We shuffled into our guest house’s dining hall, got our water bottles refilled, wedged ourselves into seats at an already-occupied table for lack of other options, and then stared into space. That was all I could manage for about half an hour.

“I don’t know if I can do that again,” I finally said. Tomorrow’s trip to Base Camp is listed as an 8-9 hour trek, where today’s adventure had been listed at 7-8 hours. It had taken us almost 10.

Dustin nodded. He was feeling it too.

We discussed possibilities, including forcing a rest day at the expense of some other stop on the itinerary, calling the whole thing quits and starting back for Lukla tomorrow, and a large number of options in between. Dustin was nothing but supportive of any change I might feel like we’d need to make.
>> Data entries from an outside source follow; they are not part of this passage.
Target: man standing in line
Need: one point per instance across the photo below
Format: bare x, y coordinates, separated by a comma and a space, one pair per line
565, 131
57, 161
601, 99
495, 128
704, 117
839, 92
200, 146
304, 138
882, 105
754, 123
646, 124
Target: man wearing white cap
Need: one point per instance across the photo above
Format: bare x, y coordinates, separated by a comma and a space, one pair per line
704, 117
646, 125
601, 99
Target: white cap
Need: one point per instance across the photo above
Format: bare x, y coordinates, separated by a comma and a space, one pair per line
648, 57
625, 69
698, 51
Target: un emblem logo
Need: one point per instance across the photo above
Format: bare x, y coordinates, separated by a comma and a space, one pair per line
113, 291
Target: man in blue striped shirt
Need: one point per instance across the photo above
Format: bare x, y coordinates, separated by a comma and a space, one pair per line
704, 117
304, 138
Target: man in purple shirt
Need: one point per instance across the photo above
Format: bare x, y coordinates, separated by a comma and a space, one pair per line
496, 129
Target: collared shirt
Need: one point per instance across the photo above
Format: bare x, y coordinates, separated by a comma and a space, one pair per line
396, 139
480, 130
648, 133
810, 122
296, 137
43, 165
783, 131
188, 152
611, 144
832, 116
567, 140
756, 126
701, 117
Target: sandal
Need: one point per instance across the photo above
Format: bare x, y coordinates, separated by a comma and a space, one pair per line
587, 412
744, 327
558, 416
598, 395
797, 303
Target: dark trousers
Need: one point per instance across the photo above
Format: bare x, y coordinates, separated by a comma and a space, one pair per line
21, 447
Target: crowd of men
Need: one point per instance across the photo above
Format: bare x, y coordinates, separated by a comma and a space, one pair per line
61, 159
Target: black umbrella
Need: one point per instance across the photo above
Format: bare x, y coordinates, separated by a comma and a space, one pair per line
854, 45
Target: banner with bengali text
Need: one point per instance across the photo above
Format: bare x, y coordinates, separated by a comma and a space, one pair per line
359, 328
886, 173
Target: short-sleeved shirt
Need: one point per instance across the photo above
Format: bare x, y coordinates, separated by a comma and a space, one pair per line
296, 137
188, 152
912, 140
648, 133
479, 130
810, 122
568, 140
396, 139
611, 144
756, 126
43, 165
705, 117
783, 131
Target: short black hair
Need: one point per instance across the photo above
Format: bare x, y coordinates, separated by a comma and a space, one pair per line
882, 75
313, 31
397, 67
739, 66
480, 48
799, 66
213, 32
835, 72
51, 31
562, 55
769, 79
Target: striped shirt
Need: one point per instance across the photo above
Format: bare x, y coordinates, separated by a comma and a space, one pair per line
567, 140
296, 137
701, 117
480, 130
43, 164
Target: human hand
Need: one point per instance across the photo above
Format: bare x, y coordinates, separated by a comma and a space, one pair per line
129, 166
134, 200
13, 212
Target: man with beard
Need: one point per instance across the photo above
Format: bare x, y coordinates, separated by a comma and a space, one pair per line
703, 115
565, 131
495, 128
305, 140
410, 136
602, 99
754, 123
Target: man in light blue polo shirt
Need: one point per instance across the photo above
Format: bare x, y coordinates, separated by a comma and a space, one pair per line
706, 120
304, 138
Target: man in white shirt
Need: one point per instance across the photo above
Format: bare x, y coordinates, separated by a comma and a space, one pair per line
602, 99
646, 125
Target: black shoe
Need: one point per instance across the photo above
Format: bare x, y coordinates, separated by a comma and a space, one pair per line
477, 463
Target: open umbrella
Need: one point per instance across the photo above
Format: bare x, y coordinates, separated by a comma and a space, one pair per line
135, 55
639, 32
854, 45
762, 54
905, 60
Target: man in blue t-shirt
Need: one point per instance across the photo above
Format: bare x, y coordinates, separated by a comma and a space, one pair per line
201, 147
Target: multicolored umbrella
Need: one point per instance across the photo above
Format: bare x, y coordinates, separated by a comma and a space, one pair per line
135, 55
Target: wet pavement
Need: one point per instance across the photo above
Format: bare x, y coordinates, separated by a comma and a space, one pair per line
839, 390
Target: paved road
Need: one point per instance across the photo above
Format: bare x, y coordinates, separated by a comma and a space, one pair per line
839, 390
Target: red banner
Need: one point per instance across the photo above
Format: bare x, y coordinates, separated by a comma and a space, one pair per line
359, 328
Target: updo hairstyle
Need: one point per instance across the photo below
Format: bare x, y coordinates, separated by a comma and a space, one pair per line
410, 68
Which, perhaps, is why the end of this conversation is when I dissolved into tears. I had finally found the end of my rope here, an hour after getting off the trail. No helicopter or donkey required.

I’m at least as proud of that as I am of getting over the pass.

Three hours later, rehydrated and full of dinner I ate even though I didn’t want to, I feel worlds better. We’ll start tomorrow as planned, while reserving the right to change our minds and do something different any time.

After all: I have nothing to prove, here, only mountains to adore.

Final tally for the day:

  • Starting point: Chhukhung, 4,757m (15,604 feet)
  • Highest point: Khongma La, 5,535m (18,172 feet)
  • Ending point: Lobuche, 4,928m (16,165 feet)
  • Total elevation gain: 890m (2,919 feet)
  • Distance traveled: 7.6 miles in 8:01’46” of active hiking time, 9:42’ total
  • Average pace: 1:04’01” per mile
  • Slowest mile: 1:48’12”

One thought on “Expedition Poke-Everest, Day 8: eighteen thousand feet

  1. Obviously, you’ll see this comment after you’ve finished whatever you’re going to do (or have done), but regardless: no matter what happens going forward (or has happened–time is weird), you succeeded. Congratulations!